Saudi Aramco, the biggest energy company, outlined financing plans on Wednesday that will support its expansion into new areas under a sweeping economic reform plan released by Riyadh this week.
The reforms envisage Aramco transforming itself from an oil and gas firm into a “global industrial conglomerate” involved in many sectors and services, using its vast financial resources to create jobs and help diversify the Saudi economy beyond oil.
“We will continue to build on our accelerated transformation and serve as a pillar, role model and champion of transformation in the Kingdom,” Aramco’s official magazine, Arabian Sun, quoted chief executive Amin Nasser as saying.

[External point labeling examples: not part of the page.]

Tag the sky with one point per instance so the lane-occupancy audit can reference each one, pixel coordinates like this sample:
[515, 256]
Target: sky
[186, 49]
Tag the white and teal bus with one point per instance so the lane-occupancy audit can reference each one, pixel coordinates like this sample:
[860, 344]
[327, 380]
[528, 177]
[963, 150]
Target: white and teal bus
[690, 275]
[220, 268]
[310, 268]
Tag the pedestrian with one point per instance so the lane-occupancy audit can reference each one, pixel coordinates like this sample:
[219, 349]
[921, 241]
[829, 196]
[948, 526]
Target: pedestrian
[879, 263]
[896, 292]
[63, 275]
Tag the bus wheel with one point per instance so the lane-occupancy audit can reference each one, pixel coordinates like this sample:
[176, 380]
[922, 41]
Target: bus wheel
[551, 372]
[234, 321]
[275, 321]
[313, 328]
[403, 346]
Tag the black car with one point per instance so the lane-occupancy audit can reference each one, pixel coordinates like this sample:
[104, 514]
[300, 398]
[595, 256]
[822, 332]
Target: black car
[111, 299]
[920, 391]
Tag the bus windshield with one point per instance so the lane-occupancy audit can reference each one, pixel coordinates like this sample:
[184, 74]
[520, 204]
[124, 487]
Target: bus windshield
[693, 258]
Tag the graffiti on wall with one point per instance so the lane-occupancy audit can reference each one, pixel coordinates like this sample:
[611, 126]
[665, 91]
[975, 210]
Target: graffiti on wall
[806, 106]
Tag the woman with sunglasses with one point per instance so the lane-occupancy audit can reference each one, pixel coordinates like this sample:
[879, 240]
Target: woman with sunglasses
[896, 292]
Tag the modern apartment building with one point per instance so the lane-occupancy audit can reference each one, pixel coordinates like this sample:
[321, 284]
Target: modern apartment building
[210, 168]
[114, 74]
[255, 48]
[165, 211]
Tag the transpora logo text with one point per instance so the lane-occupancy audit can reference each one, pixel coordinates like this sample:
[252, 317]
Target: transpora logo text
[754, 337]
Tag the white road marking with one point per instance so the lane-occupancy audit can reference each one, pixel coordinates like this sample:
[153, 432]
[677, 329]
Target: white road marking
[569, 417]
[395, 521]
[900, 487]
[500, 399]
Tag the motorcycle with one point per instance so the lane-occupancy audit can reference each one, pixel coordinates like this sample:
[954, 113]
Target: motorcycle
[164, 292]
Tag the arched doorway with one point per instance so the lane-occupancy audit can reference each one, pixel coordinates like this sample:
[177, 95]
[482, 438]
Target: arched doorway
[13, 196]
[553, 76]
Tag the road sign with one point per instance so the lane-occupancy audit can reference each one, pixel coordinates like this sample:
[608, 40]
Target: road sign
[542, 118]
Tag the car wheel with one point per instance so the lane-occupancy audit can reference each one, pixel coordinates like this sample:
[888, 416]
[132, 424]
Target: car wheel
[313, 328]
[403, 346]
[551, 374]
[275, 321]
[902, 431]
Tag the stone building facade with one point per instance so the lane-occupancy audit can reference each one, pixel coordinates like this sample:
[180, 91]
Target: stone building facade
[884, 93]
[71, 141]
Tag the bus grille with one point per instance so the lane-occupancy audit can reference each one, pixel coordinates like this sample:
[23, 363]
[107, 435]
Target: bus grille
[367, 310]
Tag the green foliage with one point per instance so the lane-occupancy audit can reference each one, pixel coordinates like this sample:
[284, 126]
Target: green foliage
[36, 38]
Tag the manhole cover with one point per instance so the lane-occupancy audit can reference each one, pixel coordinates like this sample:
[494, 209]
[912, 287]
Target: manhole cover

Aramco’s board, which met in Tokyo last week, decided to provide interim financing for a planned shipyard at the town of Ras Al-Khair on Saudi Arabia’s east coast, the magazine said without giving details.
In January, Aramco signed an MoU to establish the shipbuilding and repair complex with National Shipping Co. of Saudi Arabia (Bahri), a subsidiary of Lamprell Plc, a UAE-based engineering firm, and South Korea’s Hyundai Heavy Industries.
Aramco’s board also decided to set up joint ventures for onshore and offshore drilling rig services, the magazine said without giving details of those ventures.
Aramco wants to control more of those businesses to create jobs for Saudis, stimulate local demand and control costs. The board approved an additional equity contribution for its Sadara petrochemical joint venture with US firm Dow Chemical, Arabian Sun said.
Aramco also approved the creation of a program to issue Islamic bonds (sukuk), the magazine added.
Aramco officials welcomed the IPO plan as a way to participate in the reform program. Also announced on Wednesday were several appointments to senior posts in Aramco, including four people to the level of vice president.
Nabeel Al-Mansour was appointed general counsel, the first Saudi to hold that post. One goal of the reform program is to move local citizens into jobs, both senior and junior.